In the typical fashion of Big Oil, Total was opaque about the challenges to commercial development.
South Africa’s oil and gas policy framework is still being fleshed out, so investors still lack clarity around many issues.
“What we don’t know and because Total is still interested in West Coast exploration, they will probably be too discreet to tell us, is whether this was because of technical difficulties or difficulties in obtaining an off-take agreements,” James Lorimer, a DA MP and the party’s spokesman on Mineral and Petroleum Resources.
“The problem seems to be that that discovery is not large enough to build a plant to liquify the gas for export. The way you would have to sell it then is domestically. Those would have to guarantee Total that they had a customer and if not the thing is not viable.”
According to Bloomberg, Total has spent $400-million drilling in South Africa’s challenging marine conditions. The Brulpadda field, discovered in 2019, is estimated to have at least 1 billion barrels of light liquid hydrocarbons.
The Department of Mineral Resources and Energy noted: “TotalEnergies announcement to exit from offshore blocks 11b/ 12b and 5/6/7. We are confident that a suitable investor will come on board and be able to monetise the gas discoveries.

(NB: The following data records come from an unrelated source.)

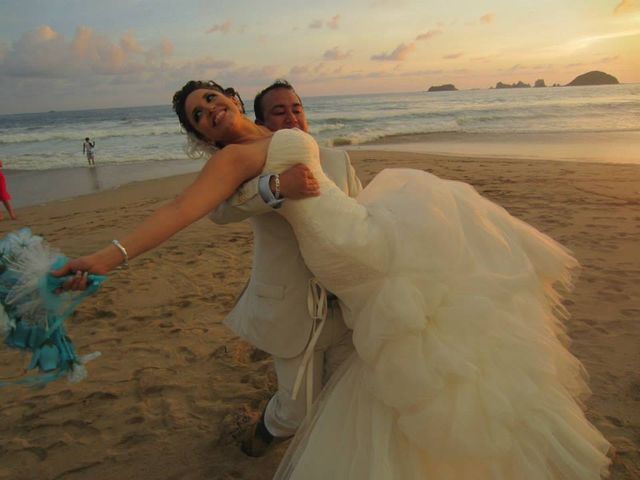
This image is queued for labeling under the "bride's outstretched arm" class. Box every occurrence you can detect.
[52,145,264,280]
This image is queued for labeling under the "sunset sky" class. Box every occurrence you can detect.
[0,0,640,113]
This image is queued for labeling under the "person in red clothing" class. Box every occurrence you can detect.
[0,160,17,220]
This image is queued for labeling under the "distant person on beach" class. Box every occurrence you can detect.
[0,160,18,220]
[82,137,96,167]
[52,81,610,480]
[211,80,362,456]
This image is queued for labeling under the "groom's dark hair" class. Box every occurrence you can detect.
[253,78,302,123]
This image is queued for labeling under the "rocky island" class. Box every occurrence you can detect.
[427,83,458,92]
[567,70,620,87]
[496,81,531,88]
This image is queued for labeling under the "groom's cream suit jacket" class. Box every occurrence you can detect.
[210,148,362,358]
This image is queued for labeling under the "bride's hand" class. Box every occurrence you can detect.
[280,163,320,200]
[50,251,110,290]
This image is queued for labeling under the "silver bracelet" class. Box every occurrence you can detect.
[273,173,280,200]
[111,239,129,267]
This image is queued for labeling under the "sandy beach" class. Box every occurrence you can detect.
[0,152,640,480]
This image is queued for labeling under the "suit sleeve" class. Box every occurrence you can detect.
[209,177,273,225]
[344,152,362,197]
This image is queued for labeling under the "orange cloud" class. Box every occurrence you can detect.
[309,15,340,30]
[322,47,351,60]
[613,0,638,15]
[326,15,340,30]
[207,20,231,34]
[416,30,442,41]
[371,42,416,62]
[0,26,178,78]
[480,13,494,24]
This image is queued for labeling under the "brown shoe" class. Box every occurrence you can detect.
[240,412,289,457]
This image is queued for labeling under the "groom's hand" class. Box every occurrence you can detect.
[280,163,320,200]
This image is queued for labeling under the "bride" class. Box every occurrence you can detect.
[54,82,609,480]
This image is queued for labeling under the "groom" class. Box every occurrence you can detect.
[211,80,362,456]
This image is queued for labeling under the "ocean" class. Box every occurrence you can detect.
[0,84,640,170]
[0,84,640,203]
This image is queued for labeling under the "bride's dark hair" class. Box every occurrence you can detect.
[172,80,245,148]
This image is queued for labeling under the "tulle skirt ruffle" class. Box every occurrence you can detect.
[276,169,609,480]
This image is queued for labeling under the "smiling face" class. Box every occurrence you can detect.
[185,88,242,142]
[262,88,308,132]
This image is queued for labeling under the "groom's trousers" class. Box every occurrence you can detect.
[265,297,353,437]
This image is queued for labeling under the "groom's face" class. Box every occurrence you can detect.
[262,88,309,132]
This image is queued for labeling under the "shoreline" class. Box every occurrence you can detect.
[0,148,640,480]
[4,131,640,208]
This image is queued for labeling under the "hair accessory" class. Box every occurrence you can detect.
[0,228,106,387]
[111,238,129,267]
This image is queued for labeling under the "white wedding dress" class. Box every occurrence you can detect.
[264,130,609,480]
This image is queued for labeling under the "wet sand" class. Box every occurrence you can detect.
[0,151,640,480]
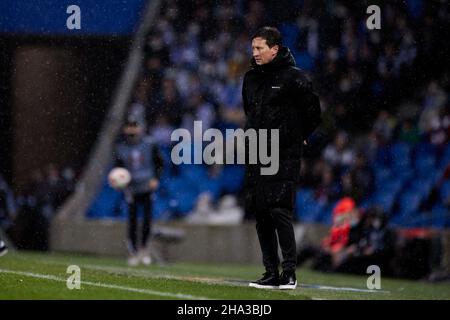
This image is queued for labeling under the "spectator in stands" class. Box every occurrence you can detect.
[323,131,354,169]
[297,197,357,272]
[314,164,341,204]
[334,207,395,275]
[115,116,163,266]
[0,174,16,229]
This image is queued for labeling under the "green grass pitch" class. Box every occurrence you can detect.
[0,252,450,300]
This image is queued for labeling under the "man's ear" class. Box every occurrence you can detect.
[270,44,280,56]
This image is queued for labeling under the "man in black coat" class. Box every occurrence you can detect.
[242,27,321,289]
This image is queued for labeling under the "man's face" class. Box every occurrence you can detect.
[252,37,278,65]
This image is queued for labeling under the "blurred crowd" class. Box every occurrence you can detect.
[0,0,450,268]
[123,0,450,220]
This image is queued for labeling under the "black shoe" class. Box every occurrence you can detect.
[280,271,297,290]
[0,241,8,257]
[249,272,280,289]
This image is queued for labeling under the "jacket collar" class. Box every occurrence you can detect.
[251,46,296,72]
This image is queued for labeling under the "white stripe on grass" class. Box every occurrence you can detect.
[0,269,209,300]
[20,255,390,294]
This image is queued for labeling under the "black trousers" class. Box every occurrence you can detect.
[127,192,152,253]
[245,181,297,272]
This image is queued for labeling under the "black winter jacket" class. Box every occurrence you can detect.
[242,46,321,183]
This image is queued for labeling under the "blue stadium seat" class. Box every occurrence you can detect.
[390,142,411,170]
[219,164,245,193]
[375,145,391,167]
[380,177,403,196]
[439,180,450,201]
[399,190,423,214]
[374,166,391,188]
[407,178,435,198]
[439,143,450,168]
[431,204,450,228]
[414,153,436,177]
[372,191,396,214]
[295,188,314,207]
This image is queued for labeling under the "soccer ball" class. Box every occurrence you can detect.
[108,167,131,190]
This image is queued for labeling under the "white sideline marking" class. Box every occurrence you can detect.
[299,284,390,293]
[0,269,209,300]
[19,255,391,294]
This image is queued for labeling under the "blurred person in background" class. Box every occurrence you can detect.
[242,27,321,289]
[115,116,163,266]
[297,197,358,272]
[0,174,15,257]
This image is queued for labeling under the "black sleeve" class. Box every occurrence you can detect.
[113,146,125,167]
[242,76,248,116]
[293,77,322,140]
[153,145,164,180]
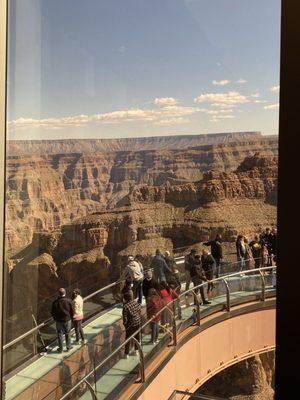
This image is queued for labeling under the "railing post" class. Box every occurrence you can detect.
[222,279,230,312]
[132,337,146,383]
[259,270,266,301]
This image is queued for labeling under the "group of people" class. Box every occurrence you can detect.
[51,288,86,353]
[236,228,277,272]
[52,228,277,358]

“Additionally, we are pleased that TotalEnergies is not entirely leaving oil and gas opportunities in South Africa as they still hold exploration rights over Blocks Deep Water Orange Basin and Orange Basin Deep, Outeniqua South, and recent entry in Block 3B/4B east of Deep Water Orange Basin.”
Shell said earlier this year that it was divesting from its downstream operations in South Africa – meaning its retail petrol stations – but remains committed to exploration.
Offshore oil and gas is a hot button topic in South Africa, with environmental groups opposed to such exploration, especially if it involves seismic surveys. The impact of such surveys on marine life is uncertain with the science all over the place, but they make some greens see red.
And with global efforts to cut the use of fossil fuels linked to climate change accelerating, oil and gas projects run the risk of becoming stranded assets in a few years time.
But South Africa’s economy remains dependent on hydrocarbon imports, it needs foreign investment, and gas shortages loom in a few years time. The bottom line is that policy clarity is needed.